Scheduler operation description

Pools and pool trees

The YTsaurus scheduler stores multiple pool trees in memory. Each tree consists of operations and compute pools. Compute pools are tree nodes and operations are leaves. Each operation can belong to one or more trees.

Logically, each tree can be regarded as a separate computing cluster — each tree belongs to a number of computing nodes in the cluster, and a cluster node can only belong to one tree.

Pool trees are stored in Cypress and configured by the YTsaurus administrator. The pool tree is the scheduler_pool node at the first level of the //sys/pool_trees directory in Cypress. The description of the pools for the <tree_id> tree is a set of nested scheduler_pools located in the //sys/pool_trees/<tree_id> node. The pool characteristics are described in the attributes of the appropriate nodes.

The trees to which the operation will get at start-up are defined by the pool_trees parameter in the operation settings. If this parameter is not specified, one default_pool_tree will be used. For each of the listed trees, you can specify the pool from that tree in which the operation is to run (the scheduling_options_per_pool_tree option).

Each pool tree has the default_parent_pool attribute, which specifies the default pool. This pool is used as follows: if the pool was not specified for the tree or for all trees in the operation settings, a temporary ephemeral pool will be created in the tree with the name of the user in YTsaurus who started the operation. The pools form a hierarchy //sys/pool_trees/<tree_id>/<default_parent_pool>/<username> in the end node of which the operation will be run.

Example of the setting for running an operation in two trees with indication of the pool in one of them:

pool_trees = [physical; cloud];
scheduling_options_per_pool_tree = {
    physical = {
        pool = cool_pool;
    }
}

Job scheduling process

Each operation consists of a set of jobs. A job is doing some useful work with data on one of the cluster nodes. A job is a scheduling unit.

Job scheduling takes place on each cluster node separately:

  1. The cluster node sends a special message (heartbeat) to the scheduler, indicating the type and amount of available resources, information about the completed and currently running jobs.
  2. In response to the message, the scheduler decides whether to start new jobs on the cluster node or abort those in progress. Scheduling takes place in the tree to which the cluster node belongs. Preemption is also possible: aborting already running jobs of any operation if it received an amount of resources that is more than guaranteed.
  3. All aborted jobs will later be restarted.

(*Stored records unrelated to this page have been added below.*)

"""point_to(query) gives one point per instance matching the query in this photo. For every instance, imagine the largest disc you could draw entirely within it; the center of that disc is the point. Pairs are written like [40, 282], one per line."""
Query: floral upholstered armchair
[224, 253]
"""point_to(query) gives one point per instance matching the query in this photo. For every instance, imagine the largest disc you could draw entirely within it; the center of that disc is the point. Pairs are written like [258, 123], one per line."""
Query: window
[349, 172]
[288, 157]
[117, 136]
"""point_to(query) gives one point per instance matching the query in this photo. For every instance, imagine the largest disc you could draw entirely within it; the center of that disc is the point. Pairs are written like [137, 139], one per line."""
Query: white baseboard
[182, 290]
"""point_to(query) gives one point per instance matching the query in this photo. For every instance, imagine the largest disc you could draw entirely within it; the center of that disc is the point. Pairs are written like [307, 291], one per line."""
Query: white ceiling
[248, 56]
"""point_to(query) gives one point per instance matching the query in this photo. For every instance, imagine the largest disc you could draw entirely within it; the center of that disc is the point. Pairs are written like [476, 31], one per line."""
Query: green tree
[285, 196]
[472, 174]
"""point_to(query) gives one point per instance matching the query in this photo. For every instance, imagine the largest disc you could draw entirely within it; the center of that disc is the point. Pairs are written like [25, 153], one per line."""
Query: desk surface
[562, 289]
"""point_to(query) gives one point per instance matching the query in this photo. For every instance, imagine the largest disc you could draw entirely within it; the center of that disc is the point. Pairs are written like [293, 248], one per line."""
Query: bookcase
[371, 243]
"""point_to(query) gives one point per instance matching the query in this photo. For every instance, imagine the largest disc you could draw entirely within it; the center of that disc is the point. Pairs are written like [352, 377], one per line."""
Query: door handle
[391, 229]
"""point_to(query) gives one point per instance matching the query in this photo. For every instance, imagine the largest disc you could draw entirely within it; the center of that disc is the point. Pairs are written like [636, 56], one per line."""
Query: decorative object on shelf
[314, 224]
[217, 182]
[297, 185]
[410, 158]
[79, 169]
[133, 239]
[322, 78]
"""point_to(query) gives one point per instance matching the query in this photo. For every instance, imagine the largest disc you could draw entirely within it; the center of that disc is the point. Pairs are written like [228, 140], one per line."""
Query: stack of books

To understand which jobs should be started and which should be aborted on a particular cluster node, the scheduler analyzes the pool tree. Each pool in the tree has a number of characteristics that enable the scheduler to understand whether a given subtree needs to start new jobs, and, if it does, how much this subpool needs it. According to the pool characteristics, the scheduler goes down the tree from top to bottom until it reaches a leaf. After reaching the leaf, the scheduler suggests that the operation should start the job. The scheduler makes such bypasses as long as there are unscheduled jobs and the cluster node resources are not exhausted.

There may be operations to which the scheduler allocated less resources than it was obliged to guarantee. Such operations are called "starving" in the system. When the scheduler detects a starving operation, it selects the job with the minimum running time of the non-starving operation on the same cluster node and aborts it.

Note

The operation and pool characteristics considered during scheduling are global and do not depend on a particular cluster node. For example, an important characteristic is the share of cluster resources that are already taken up by running operation jobs (usage_ratio). (usage_ratio).